VCSA file-based backup troubleshooting
In this short blog I will try to describe how to troubleshoot a VCSA-backup issue with the aim to understand the inner working of the VCSA BackupManager.
While KB316609 describes most common VCSA backup issues, my customer encountered one that was not to be found on this list. Instead they observed the following three behaviors:
No update on Data…
No progress on Status (resulting in error)
And third, no updates whatsoever in /var/log/vmware/applmgmt/backup.log
Knowing VCSA-backup works based on several scripts, as seen below, I decided to use a ps-one-liner to understand what script/process is failing.

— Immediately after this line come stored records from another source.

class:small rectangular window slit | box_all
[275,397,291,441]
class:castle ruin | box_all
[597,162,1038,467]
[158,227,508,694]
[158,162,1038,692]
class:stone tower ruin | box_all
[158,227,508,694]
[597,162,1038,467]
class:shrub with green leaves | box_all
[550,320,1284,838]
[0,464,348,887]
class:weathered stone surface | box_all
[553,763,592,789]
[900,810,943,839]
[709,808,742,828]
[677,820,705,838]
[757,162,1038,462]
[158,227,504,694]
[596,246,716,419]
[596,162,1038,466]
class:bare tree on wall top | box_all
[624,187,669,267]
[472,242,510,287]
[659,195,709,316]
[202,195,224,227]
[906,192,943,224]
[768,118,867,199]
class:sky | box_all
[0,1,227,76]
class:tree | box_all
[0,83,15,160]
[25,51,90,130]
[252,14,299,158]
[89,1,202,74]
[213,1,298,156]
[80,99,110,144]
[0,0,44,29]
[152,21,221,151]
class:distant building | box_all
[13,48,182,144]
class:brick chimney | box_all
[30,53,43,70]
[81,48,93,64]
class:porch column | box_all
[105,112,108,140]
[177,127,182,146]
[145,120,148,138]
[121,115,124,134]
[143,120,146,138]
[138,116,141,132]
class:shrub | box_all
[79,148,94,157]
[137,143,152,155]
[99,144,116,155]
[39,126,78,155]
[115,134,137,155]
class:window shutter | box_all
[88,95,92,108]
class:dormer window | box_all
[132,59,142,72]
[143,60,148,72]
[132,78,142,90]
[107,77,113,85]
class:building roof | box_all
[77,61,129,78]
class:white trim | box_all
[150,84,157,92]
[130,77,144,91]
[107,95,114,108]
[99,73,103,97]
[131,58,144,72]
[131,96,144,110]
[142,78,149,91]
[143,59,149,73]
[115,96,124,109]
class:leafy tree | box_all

../backup_restore/py/vmware/appliance/backup_restore/BackupManager.py
../backup_restore/py/vmware/appliance/backup_restore/plugins/../util/Calculate.py
../backup_restore/scripts/local_storage_io.py
../backup_restore/py/vmware/appliance/backup_restore/components/VCDB.py
../backup_restore/py/vmware/appliance/backup_restore/util/Proc.py
../backup_restore/py/vmware/appliance/backup_restore/util/Net.py
Now, on a working VCSA, we can monitor execution of scripts with the following one-liner # watch -d 'ps -ef | tail -25'
. As soon as we open the Backup-Now dialog we notice the following few processes popping up:
/usr/lib/applmgmt/backup_restore/py/vmware/appliance/backup_restore/BackupManager.py --size seat
/usr/lib/applmgmt/backup_restore/py/vmware/appliance/backup_restore/BackupManager.py --size common
/etc/vmware/backup/component-scripts/imagebuilder/backup_restore.py --size
/opt/vmware/vpostgres/current/bin/pg_dump -U postgres -d VCDB -p 5432 -F custom --compress 0 --schema-only
As it seems, the results for the Data fields in the dialog are coming from the first two scripts. This is the moment to test them directly on the cmd-line and recognize the reason for the backup to fail!
# /usr/bin/python /usr/lib/applmgmt/backup_restore/py/vmware/appliance/backup_restore/BackupManager.py --size seat
File "/usr/lib/applmgmt/backup_restore/py/vmware/appliance/backup_restore/BackupManager.py", line 185
netAddrFamily = 'ipv4'
^
IndentationError: unexpected indent
With the above result we have found the root-cause for the backup to fail. After discussion with the customer they explained to have put an internal workaround [iKB381922] in place to mitigate a PNID resolving-issue. After double-checking the code in BackupManager.py we found the indentation error and saved the fixed version. Running the same cmd-lines results in expected output (130/248):
# /usr/bin/python /usr/lib/applmgmt/backup_restore/py/vmware/appliance/backup_restore/BackupManager.py --size seat
130
# /usr/bin/python /usr/lib/applmgmt/backup_restore/py/vmware/appliance/backup_restore/BackupManager.py --size common
248
The Backup Now dialog also shows the progress-icon resulting in the same number(s):
Sub-sequential backups will now succeed. Enjoy!